A possible remedial option, depending on the microbial active environment, could be the application of either a suitable protective coating or specific cathodic protection system or a combination of both.
A further alternative is treating the water with biocides, but this could fall foul of environmental and decomissioning constraints.
A further problem has been caused by some suppliers opting for infield cable passage from inside the tower into the pile, leaving the structure through a hole below the water line. This so-called "rate hole" is sealed, but has in practice proven inadequate, thus allowing continuous inflow of fresh seawater. "Generally used, cathodic protection for offshore wind substructures does not offer sufficient protection," says van der Mijle Meijer. "At the same time these issues are far from new, and in the oil and gas industries have been known for decades. With these cases in the back of my mind it sometimes seems as if all relevant textbooks have remained unopened for the wind industry," he adds.
Alternatives to monopiles
Monopiles remain the most widely used foundation, but other types have been making their mark.
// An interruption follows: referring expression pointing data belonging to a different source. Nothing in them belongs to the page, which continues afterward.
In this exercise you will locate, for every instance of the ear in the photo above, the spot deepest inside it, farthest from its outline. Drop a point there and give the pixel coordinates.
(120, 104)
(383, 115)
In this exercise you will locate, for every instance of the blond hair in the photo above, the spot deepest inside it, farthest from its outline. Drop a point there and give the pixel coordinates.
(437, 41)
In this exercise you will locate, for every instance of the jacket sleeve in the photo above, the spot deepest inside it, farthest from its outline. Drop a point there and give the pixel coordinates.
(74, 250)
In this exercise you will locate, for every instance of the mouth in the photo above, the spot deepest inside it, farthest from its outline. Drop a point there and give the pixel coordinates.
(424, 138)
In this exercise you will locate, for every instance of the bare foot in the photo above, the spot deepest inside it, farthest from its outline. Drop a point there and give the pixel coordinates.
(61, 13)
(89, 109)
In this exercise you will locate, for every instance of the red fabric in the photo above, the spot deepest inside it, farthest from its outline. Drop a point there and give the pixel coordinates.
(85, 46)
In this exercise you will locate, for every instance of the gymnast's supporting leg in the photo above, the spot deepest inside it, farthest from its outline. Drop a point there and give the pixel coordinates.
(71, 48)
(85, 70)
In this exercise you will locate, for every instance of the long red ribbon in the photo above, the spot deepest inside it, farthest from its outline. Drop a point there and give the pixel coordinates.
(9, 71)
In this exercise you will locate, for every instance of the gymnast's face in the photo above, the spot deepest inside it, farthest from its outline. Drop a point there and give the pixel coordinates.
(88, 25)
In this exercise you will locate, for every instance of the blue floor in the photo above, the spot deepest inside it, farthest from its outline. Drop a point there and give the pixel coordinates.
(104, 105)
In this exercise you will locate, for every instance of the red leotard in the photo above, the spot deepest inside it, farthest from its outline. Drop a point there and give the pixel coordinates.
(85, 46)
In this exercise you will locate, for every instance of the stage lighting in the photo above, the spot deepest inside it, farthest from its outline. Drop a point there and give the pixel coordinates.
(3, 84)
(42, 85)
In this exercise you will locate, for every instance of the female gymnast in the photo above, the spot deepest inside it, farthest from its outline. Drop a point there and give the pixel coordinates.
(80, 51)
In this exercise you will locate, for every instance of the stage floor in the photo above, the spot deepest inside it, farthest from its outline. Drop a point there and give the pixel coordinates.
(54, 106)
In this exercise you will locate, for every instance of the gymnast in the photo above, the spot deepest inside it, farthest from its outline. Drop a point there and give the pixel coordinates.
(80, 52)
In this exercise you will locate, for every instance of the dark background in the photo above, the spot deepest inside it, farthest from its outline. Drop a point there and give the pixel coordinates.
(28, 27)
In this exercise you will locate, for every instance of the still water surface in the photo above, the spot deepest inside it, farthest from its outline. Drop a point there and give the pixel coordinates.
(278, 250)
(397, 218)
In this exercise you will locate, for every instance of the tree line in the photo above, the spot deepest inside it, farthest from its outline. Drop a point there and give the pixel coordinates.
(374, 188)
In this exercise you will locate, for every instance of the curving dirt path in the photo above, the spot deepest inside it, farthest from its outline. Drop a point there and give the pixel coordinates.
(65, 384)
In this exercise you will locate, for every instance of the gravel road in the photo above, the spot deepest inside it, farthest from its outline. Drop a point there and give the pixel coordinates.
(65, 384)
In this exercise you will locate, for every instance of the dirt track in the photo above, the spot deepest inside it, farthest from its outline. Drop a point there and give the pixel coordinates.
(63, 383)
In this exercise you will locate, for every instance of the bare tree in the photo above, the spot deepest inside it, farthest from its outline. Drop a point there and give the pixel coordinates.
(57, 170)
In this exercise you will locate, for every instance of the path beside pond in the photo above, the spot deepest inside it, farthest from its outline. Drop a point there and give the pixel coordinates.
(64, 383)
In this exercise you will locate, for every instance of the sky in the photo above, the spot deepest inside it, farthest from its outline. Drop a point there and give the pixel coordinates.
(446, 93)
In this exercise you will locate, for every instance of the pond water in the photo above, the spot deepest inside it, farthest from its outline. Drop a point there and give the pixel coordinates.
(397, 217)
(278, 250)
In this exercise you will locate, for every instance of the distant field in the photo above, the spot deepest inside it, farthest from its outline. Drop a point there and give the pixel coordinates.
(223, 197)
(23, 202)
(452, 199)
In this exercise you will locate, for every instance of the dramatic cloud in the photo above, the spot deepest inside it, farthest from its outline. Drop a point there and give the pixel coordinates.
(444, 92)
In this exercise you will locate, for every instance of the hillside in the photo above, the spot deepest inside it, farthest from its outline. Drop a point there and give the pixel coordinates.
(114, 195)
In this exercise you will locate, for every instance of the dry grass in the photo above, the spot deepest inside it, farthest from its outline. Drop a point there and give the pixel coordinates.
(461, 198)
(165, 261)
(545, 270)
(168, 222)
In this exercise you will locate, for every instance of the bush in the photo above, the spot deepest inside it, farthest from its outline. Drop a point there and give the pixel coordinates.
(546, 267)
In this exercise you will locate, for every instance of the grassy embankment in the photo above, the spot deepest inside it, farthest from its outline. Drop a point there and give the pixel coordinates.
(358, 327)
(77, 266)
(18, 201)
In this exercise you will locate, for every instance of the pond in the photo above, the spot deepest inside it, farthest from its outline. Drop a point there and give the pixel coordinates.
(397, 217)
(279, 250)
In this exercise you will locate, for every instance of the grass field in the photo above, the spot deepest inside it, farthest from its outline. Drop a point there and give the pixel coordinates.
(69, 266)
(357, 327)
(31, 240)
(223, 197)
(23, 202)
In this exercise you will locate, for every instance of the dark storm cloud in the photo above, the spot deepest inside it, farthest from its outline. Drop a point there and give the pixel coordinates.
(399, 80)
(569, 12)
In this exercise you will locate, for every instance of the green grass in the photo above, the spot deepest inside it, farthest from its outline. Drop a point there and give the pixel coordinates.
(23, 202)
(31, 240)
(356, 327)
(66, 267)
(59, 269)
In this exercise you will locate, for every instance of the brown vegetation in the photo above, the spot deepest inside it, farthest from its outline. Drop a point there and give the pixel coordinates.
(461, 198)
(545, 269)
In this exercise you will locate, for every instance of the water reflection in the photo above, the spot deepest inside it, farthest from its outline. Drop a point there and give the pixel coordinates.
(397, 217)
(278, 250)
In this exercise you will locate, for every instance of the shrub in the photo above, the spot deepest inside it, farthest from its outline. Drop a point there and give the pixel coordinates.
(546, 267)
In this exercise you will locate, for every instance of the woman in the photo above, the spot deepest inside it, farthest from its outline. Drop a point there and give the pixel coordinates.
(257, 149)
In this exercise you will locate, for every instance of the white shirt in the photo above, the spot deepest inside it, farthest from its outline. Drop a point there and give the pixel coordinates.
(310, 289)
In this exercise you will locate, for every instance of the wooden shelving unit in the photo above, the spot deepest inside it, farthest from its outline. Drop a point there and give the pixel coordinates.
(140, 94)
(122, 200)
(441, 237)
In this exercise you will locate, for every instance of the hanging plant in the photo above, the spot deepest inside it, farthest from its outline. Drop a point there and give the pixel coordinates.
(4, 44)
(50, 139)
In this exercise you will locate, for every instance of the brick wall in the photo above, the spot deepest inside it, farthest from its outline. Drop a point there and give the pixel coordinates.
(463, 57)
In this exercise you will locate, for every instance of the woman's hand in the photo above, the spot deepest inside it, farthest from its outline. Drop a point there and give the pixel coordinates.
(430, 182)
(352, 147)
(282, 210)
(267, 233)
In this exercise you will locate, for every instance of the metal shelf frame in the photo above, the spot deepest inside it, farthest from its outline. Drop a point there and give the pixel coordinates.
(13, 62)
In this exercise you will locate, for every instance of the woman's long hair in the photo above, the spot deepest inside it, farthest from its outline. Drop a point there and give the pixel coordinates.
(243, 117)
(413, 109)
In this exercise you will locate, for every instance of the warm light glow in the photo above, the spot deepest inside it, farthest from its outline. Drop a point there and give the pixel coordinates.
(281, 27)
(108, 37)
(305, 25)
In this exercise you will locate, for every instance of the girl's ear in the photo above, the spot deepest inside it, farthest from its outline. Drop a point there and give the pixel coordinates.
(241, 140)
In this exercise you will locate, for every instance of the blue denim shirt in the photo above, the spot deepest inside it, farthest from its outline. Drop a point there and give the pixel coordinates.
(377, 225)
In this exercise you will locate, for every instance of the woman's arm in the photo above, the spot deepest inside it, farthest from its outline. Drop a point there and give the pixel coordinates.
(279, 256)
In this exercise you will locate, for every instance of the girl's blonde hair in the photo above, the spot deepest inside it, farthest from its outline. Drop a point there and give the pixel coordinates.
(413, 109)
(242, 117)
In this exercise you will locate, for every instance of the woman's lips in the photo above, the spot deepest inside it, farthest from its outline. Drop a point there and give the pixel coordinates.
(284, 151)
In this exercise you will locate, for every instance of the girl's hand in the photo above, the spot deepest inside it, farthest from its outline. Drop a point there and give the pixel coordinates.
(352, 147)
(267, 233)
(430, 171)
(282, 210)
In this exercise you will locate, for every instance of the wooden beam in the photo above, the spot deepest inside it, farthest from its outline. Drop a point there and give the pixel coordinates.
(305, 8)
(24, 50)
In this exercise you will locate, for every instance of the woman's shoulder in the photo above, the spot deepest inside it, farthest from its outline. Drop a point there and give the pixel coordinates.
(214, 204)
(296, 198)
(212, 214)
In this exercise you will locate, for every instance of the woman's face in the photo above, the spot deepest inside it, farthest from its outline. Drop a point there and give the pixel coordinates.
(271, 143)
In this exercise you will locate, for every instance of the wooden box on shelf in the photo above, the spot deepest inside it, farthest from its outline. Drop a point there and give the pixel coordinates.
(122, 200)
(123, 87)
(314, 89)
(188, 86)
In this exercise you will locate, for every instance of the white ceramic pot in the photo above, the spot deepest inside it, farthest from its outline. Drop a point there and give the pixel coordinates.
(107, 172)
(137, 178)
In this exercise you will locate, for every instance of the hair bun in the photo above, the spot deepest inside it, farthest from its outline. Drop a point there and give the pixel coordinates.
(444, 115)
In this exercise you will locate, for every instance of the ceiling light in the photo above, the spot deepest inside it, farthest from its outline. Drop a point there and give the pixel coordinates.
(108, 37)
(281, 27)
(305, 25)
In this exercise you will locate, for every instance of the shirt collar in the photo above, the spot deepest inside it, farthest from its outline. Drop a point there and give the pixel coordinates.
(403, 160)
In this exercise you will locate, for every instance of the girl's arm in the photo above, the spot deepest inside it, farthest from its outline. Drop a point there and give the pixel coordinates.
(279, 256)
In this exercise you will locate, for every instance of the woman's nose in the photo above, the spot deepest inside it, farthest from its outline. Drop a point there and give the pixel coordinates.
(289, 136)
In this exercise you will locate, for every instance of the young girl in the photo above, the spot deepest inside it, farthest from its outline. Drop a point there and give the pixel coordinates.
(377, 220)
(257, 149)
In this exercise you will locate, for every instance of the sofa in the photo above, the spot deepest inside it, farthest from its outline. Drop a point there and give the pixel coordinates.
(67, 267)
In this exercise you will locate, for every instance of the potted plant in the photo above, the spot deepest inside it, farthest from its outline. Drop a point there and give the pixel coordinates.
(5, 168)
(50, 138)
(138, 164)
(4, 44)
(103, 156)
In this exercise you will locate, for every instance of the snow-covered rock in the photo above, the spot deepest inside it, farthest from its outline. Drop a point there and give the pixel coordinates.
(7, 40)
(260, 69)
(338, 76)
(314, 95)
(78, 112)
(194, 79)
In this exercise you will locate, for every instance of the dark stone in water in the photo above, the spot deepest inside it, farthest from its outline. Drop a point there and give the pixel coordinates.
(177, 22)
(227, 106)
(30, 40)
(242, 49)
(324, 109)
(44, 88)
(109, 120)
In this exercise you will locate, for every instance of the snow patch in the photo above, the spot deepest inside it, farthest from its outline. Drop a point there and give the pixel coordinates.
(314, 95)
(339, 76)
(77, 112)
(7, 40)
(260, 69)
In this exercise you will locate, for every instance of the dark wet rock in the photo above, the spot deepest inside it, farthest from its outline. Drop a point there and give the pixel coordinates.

These include gravity-based concrete support structures installed mainly in shallow water projects, steel jackets (initially introduced by Senvion), steel tripods (adopted by Areva), and steel tripiles (developed in-house by Bard).
Key for all foundations is that they must endure harsh marine conditions over 20-25 years of operation.
"It is known that with monopiles and steel jackets the fatigue lifetime calculation methods used are rather conservative," says van der Mijle Meijer. "More advanced future foundation designs could therefore allow structures with reduced wall thicknesses. However, this holds a simultaneous risk for increasing the impact of coating-related failures to long-term foundation structural integrity."
An underestimated additional phenomenon is linked to mechanical surface damages of the coatings including those caused by boat landings. Design improvement measures and stronger coatings such as through adding glass fibres are part of the solution.
Van der Mijle Meijer further believes that future floating wind turbine structures could benefit from oil and gas experiences with floating production storage and offloading vessels, or FPSOs. "Several solutions and challenges are comparable including potential corrosion issues with ballast tanks, cables and mooring systems," he says.
The key for substantial continuous improvements across the value chain lies in a willingness to change current practices, now focused especially at reducing legal risks and capital expenditure.
"This should refocus towards tendering for best value budgets based upon recorded experience and examination on the basis of best technologies, and thus best practice for keeping things simple and sustainable," says Van der Mijle Meijer.